Nepal’s Mountain Villages Tap the Power of “Eternal Shows” With Micro-hydro

Photo retrieved from: www.nationalgeographic.com

“Nepal is a poor nation and its rural inhabitants are unlikely to have access to electricity—less than 1/3rd of them do, according to the United Nations Develeopment Program. Expansion of the conventional power grid is unlikely in the near future. It’s already so strained that power outages are common in urban centers, and major resources would be needed to connect remote communities in mountainous terrain.

Meanwhile Nepal’s electric demand is growing at some 7 percent a year. Those without power suffer health problems from cooking with dirty fuels and a lack of medical facilities, limited educational opportunities, and stagnant economic growth.
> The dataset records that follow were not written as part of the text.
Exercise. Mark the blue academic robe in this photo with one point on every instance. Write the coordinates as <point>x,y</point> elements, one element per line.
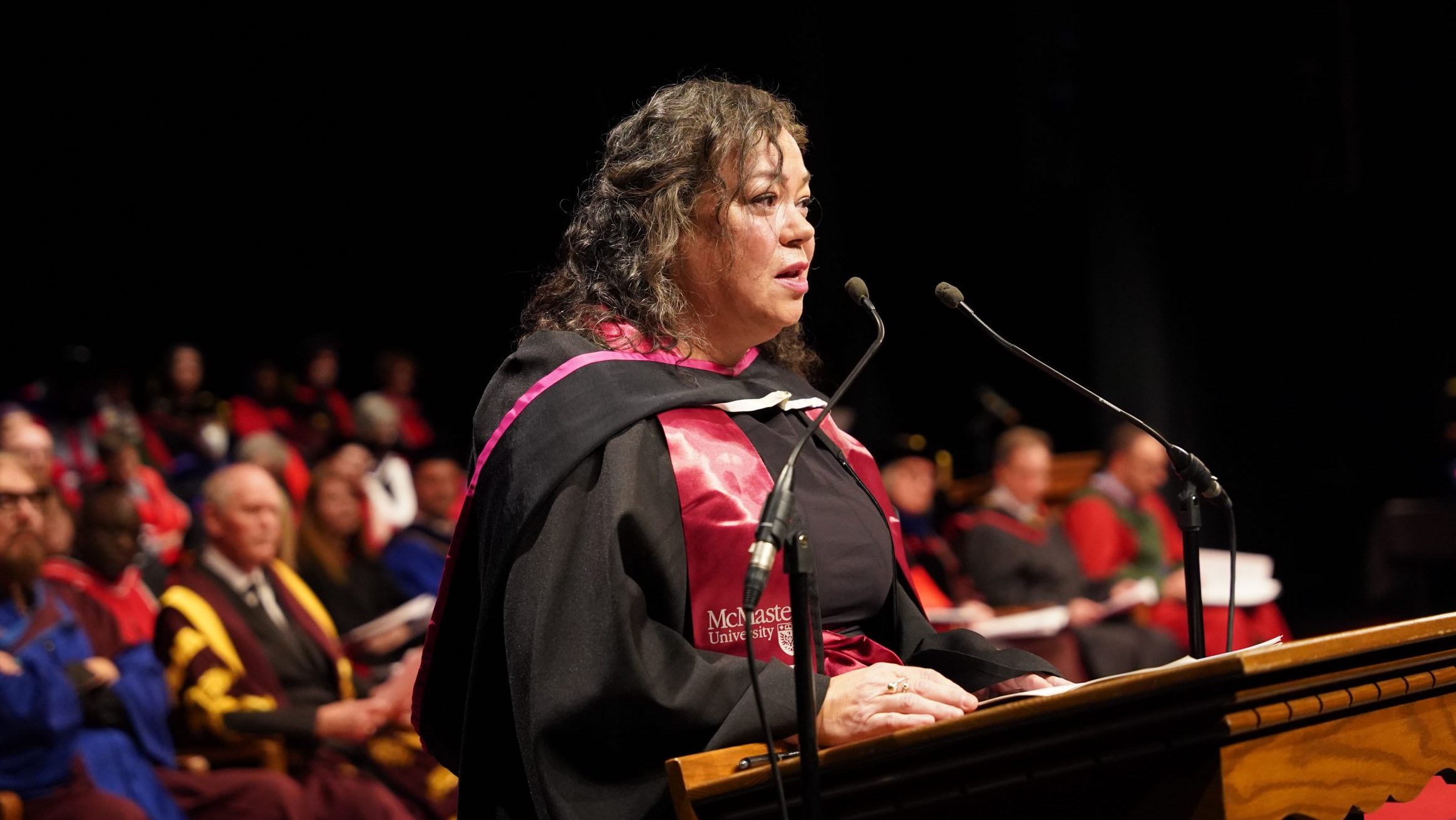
<point>120,760</point>
<point>39,714</point>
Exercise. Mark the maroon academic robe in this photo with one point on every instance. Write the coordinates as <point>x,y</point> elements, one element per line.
<point>227,688</point>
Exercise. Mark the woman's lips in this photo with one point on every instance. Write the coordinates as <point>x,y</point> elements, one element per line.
<point>794,280</point>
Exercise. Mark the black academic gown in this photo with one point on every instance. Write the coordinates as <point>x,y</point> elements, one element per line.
<point>561,672</point>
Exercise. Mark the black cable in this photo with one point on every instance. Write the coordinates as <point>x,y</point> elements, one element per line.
<point>1234,566</point>
<point>763,717</point>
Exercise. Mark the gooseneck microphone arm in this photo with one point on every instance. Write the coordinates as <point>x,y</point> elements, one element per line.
<point>1199,480</point>
<point>777,532</point>
<point>778,507</point>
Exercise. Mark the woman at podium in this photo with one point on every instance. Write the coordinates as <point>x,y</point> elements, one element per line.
<point>589,625</point>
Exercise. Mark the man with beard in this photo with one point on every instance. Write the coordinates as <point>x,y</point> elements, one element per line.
<point>108,542</point>
<point>415,557</point>
<point>43,651</point>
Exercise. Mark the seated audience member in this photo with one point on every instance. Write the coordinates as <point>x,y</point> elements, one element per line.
<point>283,462</point>
<point>281,459</point>
<point>321,414</point>
<point>935,567</point>
<point>388,485</point>
<point>41,648</point>
<point>266,407</point>
<point>353,586</point>
<point>415,557</point>
<point>1020,557</point>
<point>1120,527</point>
<point>165,517</point>
<point>252,651</point>
<point>398,385</point>
<point>31,442</point>
<point>126,740</point>
<point>184,417</point>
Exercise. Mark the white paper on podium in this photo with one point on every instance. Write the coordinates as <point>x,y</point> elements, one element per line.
<point>1184,660</point>
<point>414,612</point>
<point>1031,624</point>
<point>1144,593</point>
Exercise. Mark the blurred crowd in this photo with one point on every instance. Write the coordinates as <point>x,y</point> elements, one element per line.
<point>1103,563</point>
<point>213,606</point>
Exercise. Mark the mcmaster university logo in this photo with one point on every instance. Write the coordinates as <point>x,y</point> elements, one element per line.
<point>727,628</point>
<point>787,638</point>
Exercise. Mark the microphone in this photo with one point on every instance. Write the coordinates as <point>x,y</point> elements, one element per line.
<point>1185,464</point>
<point>778,507</point>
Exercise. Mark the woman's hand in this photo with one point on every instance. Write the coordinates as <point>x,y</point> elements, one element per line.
<point>884,698</point>
<point>1174,588</point>
<point>102,672</point>
<point>1023,683</point>
<point>1083,612</point>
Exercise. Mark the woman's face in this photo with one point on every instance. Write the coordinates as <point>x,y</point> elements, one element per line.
<point>747,280</point>
<point>338,507</point>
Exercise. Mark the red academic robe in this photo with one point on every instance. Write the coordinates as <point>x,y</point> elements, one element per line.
<point>1107,545</point>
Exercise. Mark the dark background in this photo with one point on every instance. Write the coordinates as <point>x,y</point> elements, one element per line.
<point>1234,223</point>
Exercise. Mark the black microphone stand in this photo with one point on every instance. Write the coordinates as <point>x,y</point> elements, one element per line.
<point>1197,480</point>
<point>798,564</point>
<point>777,534</point>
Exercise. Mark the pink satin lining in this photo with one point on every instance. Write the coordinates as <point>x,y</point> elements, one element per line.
<point>577,363</point>
<point>845,653</point>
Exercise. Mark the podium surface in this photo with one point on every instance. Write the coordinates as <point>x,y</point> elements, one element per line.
<point>1309,729</point>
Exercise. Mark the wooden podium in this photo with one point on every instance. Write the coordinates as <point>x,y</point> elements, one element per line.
<point>1309,729</point>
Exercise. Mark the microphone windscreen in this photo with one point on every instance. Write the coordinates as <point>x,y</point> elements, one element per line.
<point>948,294</point>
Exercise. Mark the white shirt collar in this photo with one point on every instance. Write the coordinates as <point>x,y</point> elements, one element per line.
<point>1004,500</point>
<point>1117,491</point>
<point>214,559</point>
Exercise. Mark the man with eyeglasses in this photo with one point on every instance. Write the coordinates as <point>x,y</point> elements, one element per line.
<point>44,657</point>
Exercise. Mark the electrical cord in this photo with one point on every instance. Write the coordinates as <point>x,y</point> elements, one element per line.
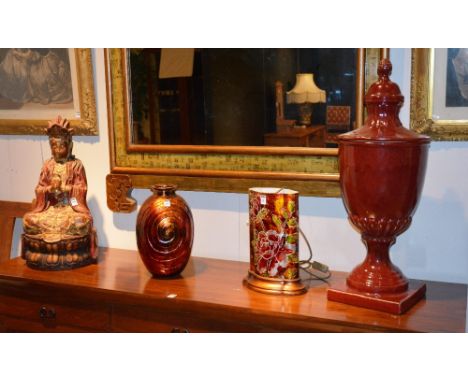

Rural residents have long burned biomass, dung that might have been used as crop-boosting fertilizers or trees, the loss of which causes erosion and produces carbon emissions.

But the Government of Nepal’s Alternative Energy Promotion Centre (AEPC) is administering a micro-hydro program aimed at building community-operated plants that can produce up to 100 kilowatts of power. (Even the smallest conventional hydro dams product 100 times that much). International organizations including the World Bank, and United Nations Development Program (UNDP) help fund the program under the auspices of Renewable Energy for Rural Livelihood (RERL), which aims to amplify earlier successes in bringing small hydro power to hundreds of people, village by village.”